No one else cares about your life as much as you do, and if you end up putting in the time and energy the results will be there. It’s a numbers game. You want a job? You ask 10,000 people, and if one person gives you a job, then you made a 1 in 10,000 chance happen.
5) Validate your assumptions
Almost every great business starts with a hunch that there’s a problem that people will be willing to pay to have fixed.
But so many startups fail when they neglect to validate that hunch before actually spending lots of time and money building their products.
Building on assumptions is a fast path to wasting resources, and great entrepreneurs aren’t afraid to get into the field and talk to their potential customers to see how they’re thinking.
I’d walk into any retail store, any coffee shop, any restaurant, and I would ask the employees: “How do you get your schedule? How do you know when you work?”
And they would say, “well, it’s on a piece of paper in the break room.”
Just by asking people in the environments where you think your product is going to be valuable what they do now to solve the problem that you’re trying to solve is probably the best way to validate your assumptions.
6) You have the same amount of time as everyone else
Many of the founders we interviewed are parents.
Some of them started their businesses while working full-time at other jobs.
They’re all busy people, but none of them buy the excuse that they “don’t have enough time” for anything.
If something is important enough, anyone can make time for it.
It’s just bullshit. It’s like, you don’t have time to blog but you have time to watch three hours of TV? You have time to hang out with your friends and get drunk.
Yeah, you might have to make sacrifices in life and you might not have as much fun, but who cares? If you want to do something and you want to get good at it, you have to put in the time and effort.
Often, people don’t have the time because they’re inefficient in their lives. I use tools like [RescueTime](https://www.rescuetime.com/), which tells me where I’m wasting time and how to fine tune everything so that I can focus on the most important tasks.
7) They recognize that success is a process
It’s so easy to look at someone more successful than you, and be intimidated by their results.

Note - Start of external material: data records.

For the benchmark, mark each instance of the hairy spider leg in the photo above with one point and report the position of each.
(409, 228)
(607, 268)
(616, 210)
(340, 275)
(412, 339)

“How could I ever get there?”
But, as cliche as it sounds, it’s really important to understand that everyone starts with nothing, and the only way to get to the result you want is to take small steps.
All of us start at 0.
The way that you need to reframe your thinking is to picture real humans.
A lot of people are like, “oh I only have 50 people on my list, I’ll never get to 100,000.” But those 50 people are real human beings that signed up.
Imagine if you had some sort of local meetup and you got 50 people in a room. Most of us would be really happy with that.
Like, “wow, 50 people showed up to hear me talk and hear about my product.”
Then you get to 1,000, and 1,000 people in a room sounds massive to most people, but that’s the reality: these are real humans on your email list.
How to Apply This to Your Business
The more successful people I meet, the more I realize that it’s not any common background or pedigree that unites the ones that I want to emulate most.
It’s the way they approach their business and their life. These common traits have a massive impact on their success, and the more I work to improve myself in these areas, the more success I see, too.
I hope that this post helps you to better focus on what’s important.